Mrs. Urquhart had taught Julia that Shakespeare liked to use storms for his pivotal moments, but Julia would note that disaster struck the Laments in docile weather. It was their fifth week in America. A crisp breeze sent the silver birches whispering; Rusty Torino’s maple had turned early, the fringes of its lower leaves ignited in amber and yellow tips. The boys were impatient for school to begin, and Julia hoped the garden party might be the perfect ice-breaking opportunity; perhaps she could finally meet an American friend like Trixie.

Frank Finch wasn’t a talker like Buck Quinn, but he reminded Howard of the man as he hacked and wheezed in the smoke, checking and rechecking his glorious tenderloins and brushing sauce over the Cornish hens huddled in one corner of the grill.

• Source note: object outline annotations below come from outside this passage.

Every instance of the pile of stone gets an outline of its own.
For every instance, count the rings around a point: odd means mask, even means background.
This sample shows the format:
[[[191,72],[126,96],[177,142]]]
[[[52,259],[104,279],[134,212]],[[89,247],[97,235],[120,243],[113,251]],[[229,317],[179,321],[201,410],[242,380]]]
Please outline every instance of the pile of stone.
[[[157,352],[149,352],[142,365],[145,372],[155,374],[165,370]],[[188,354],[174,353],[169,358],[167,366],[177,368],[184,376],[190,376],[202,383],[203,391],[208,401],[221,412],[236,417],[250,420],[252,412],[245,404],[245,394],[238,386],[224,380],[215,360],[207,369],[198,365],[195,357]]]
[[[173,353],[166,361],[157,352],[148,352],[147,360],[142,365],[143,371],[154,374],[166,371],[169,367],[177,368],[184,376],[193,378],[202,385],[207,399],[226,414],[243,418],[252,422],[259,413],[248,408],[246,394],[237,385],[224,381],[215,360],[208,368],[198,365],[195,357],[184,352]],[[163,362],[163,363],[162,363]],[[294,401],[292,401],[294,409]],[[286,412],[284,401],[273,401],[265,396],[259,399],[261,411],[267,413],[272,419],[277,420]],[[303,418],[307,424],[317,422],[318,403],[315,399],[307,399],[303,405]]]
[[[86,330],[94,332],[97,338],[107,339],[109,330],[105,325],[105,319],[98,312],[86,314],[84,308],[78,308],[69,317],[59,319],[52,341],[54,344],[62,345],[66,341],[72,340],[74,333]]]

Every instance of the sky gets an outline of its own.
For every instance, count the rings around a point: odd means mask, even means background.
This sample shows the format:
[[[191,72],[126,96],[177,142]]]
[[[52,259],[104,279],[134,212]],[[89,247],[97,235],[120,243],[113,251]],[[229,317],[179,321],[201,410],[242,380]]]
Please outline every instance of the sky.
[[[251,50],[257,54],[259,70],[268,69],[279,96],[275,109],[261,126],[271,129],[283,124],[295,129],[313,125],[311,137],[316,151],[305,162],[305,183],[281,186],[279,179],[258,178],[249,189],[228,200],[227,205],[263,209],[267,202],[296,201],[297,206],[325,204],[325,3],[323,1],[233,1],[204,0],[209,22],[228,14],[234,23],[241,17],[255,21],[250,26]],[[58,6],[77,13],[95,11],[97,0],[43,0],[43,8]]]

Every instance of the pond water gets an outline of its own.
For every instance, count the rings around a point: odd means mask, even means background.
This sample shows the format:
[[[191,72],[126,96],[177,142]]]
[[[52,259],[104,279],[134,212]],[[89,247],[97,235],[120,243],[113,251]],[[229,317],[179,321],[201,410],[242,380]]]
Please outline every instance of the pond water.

“Beautiful sight, man,” said Lionel Gallagher, peering over his cherry-colored shades.

“Yes, that’s Black Angus beef, son.”

“I meant the smoke.”

Frank glanced in the direction of Lionel’s parents, who had brought deck chairs and were bathing in the sun’s last rays, sipping tall glasses of rum and Coke.

“Lionel,” murmured Frank, “do me one favor?”

“Sure, man.”

“Keep your clothes on at my party. Will you do that for me? I don’t want a scene like last Christmas, d’you understand? Not in front of the kids.”

“Last Christmas?” murmured Lionel; he had forgotten the day when the Finches and the Imperatores came caroling to the Gallaghers’ house. Lionel had opened the door, naked from head to toe and clutching a three-foot bong. This caused a stampede among the carolers, and the collapse of the second verse of “Good King Wenceslas.”

As Lionel fondled the curly stubble on his chin, Frank entertained a brief impulse to clip it off with his stainless-steel cleaver. Sensing Frank’s hostility, Lionel retreated to the porch, put his hands together in prayer, bowed eastward, and assumed the lotus position. Meanwhile, the Laments were greeted by Cosmo Imperatore, husky-voiced, with a thick neck and a habit of blinking furiously when he spoke.

“Nixon’s gonna win this war,” he told Howard. “Makes me crazy seeing these hippies make fun of the president. Just once I’d like to see some freaks in Vietnam getting killed by the communists, just so they could understand what we’re fighting for!”

“War is over if you want it!” Lionel sang in a falsetto, from the porch.

“Thank you, Lionel!” growled Frank through the billowing smoke; his three chins glistened with sweat. In his leather apron, tongs in hand, Julia thought he looked like Vulcan at his forge.

“Have you met all the neighbors?” asked Frank.

“Most of them, except for the Himmels,” Julia replied. “We haven’t met any black families yet. Do any live here in University Hills?”

Frank smiled as if Julia had just arrived from a distant planet. “Oh, no. Not around here. I guess they like to be around their own kind.”